Published January 19, 2017, 10:00 PM
By Myrna M.
Velasco
Private concessionaire firm National
Grid Corporation of the Philippines (NGCP) has indicated that it is supporting
the studies of its technical partner State Grid Corporation of China (SGCC) on
power lines interconnection within the Southeast Asian region, but its bigger
concern is actually premised more on its cost impact to Filipino consumers.
“We are supporting the conduct of
such studies. But our concern is how much would it cost consumers, because if
it’s too expensive, then we really have to consider that,” NGCP President Henry
T. Sy Jr. has noted.
He emphasized that cost would
certainly be an issue because the Philippine power lines could be the farthest
that can be linked to the electricity system of the region.
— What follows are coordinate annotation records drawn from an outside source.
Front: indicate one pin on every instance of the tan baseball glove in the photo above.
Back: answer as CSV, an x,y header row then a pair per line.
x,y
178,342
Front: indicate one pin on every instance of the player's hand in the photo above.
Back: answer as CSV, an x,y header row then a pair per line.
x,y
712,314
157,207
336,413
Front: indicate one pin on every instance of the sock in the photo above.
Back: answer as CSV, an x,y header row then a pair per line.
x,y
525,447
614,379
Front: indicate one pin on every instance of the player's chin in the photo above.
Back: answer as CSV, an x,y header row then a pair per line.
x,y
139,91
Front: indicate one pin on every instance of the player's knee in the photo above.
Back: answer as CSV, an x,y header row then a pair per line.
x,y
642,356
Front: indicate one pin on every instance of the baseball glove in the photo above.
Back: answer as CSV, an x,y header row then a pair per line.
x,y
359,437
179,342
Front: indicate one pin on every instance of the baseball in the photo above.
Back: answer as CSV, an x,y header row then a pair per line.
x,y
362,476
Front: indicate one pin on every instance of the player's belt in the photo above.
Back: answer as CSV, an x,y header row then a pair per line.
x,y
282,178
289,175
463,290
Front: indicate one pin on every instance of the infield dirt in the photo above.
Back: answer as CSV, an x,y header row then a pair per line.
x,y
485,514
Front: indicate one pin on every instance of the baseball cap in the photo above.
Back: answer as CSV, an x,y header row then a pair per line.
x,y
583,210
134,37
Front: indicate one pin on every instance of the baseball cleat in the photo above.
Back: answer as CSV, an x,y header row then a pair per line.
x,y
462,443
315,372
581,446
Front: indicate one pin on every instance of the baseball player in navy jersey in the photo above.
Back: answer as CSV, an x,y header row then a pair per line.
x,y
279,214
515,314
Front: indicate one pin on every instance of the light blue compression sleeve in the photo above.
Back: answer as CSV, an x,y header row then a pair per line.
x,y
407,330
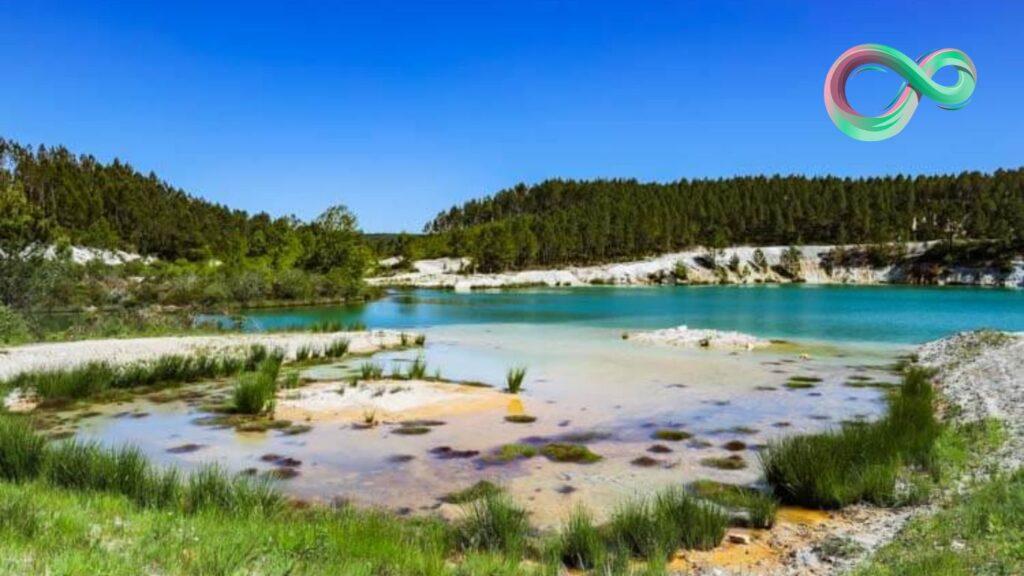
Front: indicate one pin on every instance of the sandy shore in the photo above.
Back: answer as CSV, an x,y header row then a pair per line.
x,y
53,356
387,400
446,273
695,337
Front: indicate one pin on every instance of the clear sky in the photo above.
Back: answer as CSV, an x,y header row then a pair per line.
x,y
400,109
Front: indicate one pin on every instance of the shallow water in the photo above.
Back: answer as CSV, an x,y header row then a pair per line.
x,y
584,377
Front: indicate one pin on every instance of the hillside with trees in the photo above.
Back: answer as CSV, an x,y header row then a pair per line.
x,y
207,255
559,222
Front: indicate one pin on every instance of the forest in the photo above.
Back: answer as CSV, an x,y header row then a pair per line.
x,y
561,221
203,254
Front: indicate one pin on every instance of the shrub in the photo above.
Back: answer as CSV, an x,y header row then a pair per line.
x,y
514,378
254,394
337,348
418,369
857,462
494,523
561,452
22,451
13,328
371,371
580,543
696,525
479,490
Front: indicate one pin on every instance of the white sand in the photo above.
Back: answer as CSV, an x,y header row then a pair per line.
x,y
53,356
445,273
695,337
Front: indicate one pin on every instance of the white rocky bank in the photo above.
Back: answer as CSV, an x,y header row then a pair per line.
x,y
695,337
445,273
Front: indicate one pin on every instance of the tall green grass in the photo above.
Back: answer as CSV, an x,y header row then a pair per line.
x,y
494,523
96,377
672,520
514,378
88,466
861,462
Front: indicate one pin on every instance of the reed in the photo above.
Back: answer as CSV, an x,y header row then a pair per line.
x,y
23,452
857,462
514,378
496,524
581,545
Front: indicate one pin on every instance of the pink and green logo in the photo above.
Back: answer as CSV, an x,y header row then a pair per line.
x,y
916,82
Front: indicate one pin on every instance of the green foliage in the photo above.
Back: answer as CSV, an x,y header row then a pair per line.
x,y
494,523
857,462
514,378
13,328
559,221
253,394
96,377
581,545
760,507
22,450
479,490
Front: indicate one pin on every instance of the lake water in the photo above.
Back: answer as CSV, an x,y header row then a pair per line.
x,y
585,378
888,315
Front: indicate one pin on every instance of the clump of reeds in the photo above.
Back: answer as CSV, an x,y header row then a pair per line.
x,y
581,545
22,450
417,370
514,378
494,523
371,371
336,348
857,462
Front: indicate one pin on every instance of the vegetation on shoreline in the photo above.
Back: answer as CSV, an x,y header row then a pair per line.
x,y
558,222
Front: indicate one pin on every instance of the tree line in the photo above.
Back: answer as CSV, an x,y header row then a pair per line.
x,y
561,221
51,199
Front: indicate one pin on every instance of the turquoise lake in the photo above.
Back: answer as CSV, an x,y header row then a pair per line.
x,y
891,314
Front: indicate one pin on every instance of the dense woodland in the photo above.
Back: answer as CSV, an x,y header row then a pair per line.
x,y
569,221
206,254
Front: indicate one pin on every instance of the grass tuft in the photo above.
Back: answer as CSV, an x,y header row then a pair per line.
x,y
514,378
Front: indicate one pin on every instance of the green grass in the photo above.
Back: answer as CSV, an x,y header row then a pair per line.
x,y
977,533
371,371
672,520
669,435
336,348
417,370
22,450
562,452
857,462
514,379
760,507
95,378
253,394
580,543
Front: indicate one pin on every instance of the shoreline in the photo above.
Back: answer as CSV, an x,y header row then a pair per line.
x,y
666,269
57,356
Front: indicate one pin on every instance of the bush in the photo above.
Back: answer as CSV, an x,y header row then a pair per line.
x,y
13,328
494,523
514,378
857,462
22,451
580,543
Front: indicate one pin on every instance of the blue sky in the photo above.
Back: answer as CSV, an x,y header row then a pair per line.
x,y
401,109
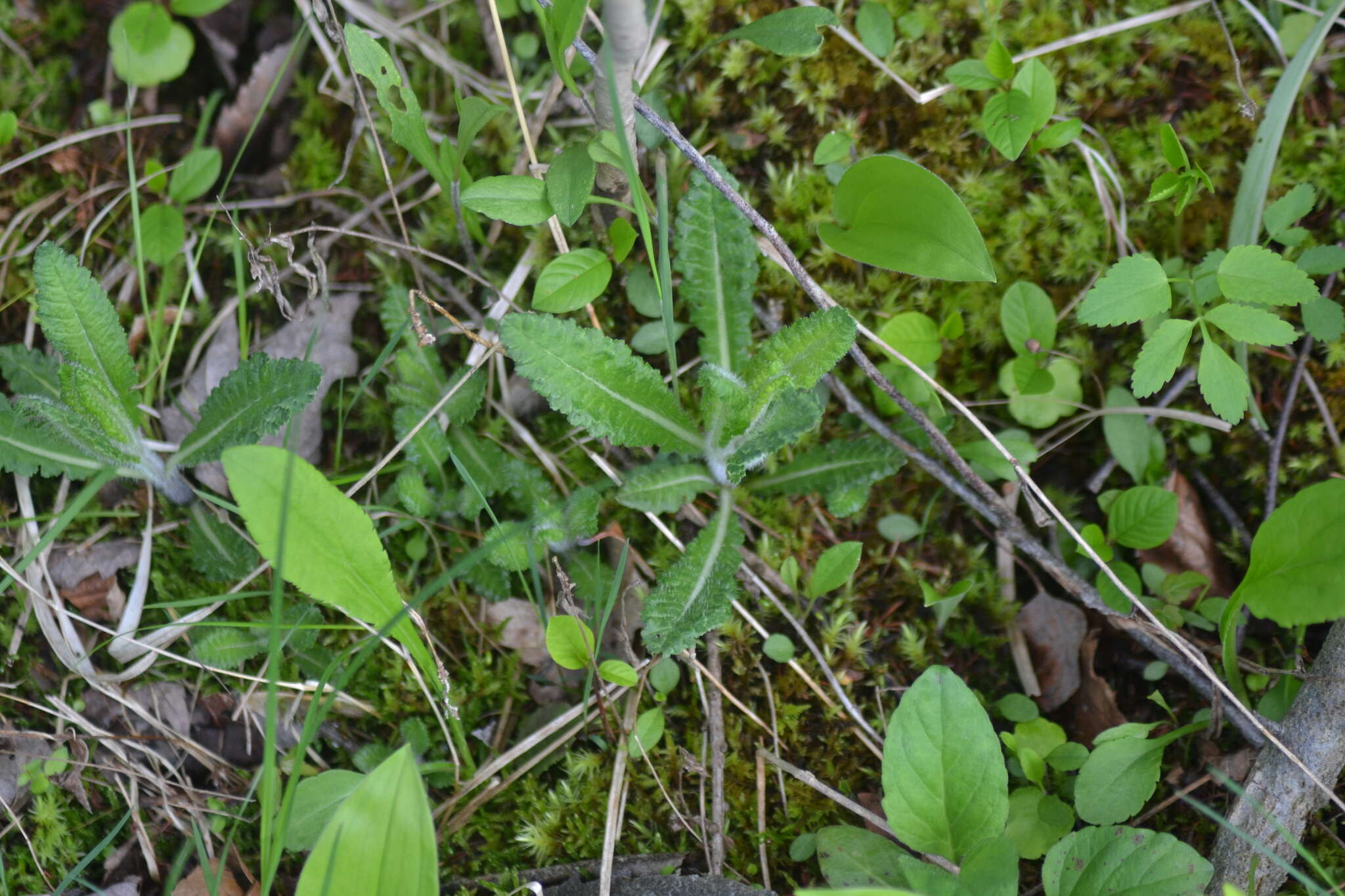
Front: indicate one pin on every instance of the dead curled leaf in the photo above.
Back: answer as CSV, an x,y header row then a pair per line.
x,y
1055,630
1192,545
In fact even before jumping into
that monumental ambition of linking up ASEAN power grids, NGCP has more
pressing agenda to explore the transmission line interconnection for the
country’s Visayas and Mindanao power grids.
This has been the recently
reiterated mandate given to NGCP, as verbalized to the media by Energy Secretary
Alfonso G. Cusi last month. The planned Negros-Zamboanga Interconnection
Project (NZIP) is currently under study based on an imprimatur set by the
Energy Regulatory Commission.
An earlier interconnection plan via
submarine cable from Leyte to Mindanao was abandoned due to cost implications
as well as on the challenges of physical interconnections of facilities.
For the ASEAN power grid
interconnection, Chinese firm State Grid has noted that it is integrating in
its study the possibility of linking Philippine electricity system to the rest
of Southeast Asia.
State Grid has palpable grand
targets of connecting the world’s power line networks via its Global Energy
Interconnection (GEI) initiative that was laid down by its top executives in a
gathering of world energy leaders in Houston last year.
It was noted that the GEI proposal
“not only depicts a new blueprint for green and low-carbon development of world
energy, but also paves a new roadmap for combating climate change.”
The Chinese firm said this undertaking
is highly feasible with the deployment of ultra-high voltage (UHV) power grid,
smart grid and clean energy technologies.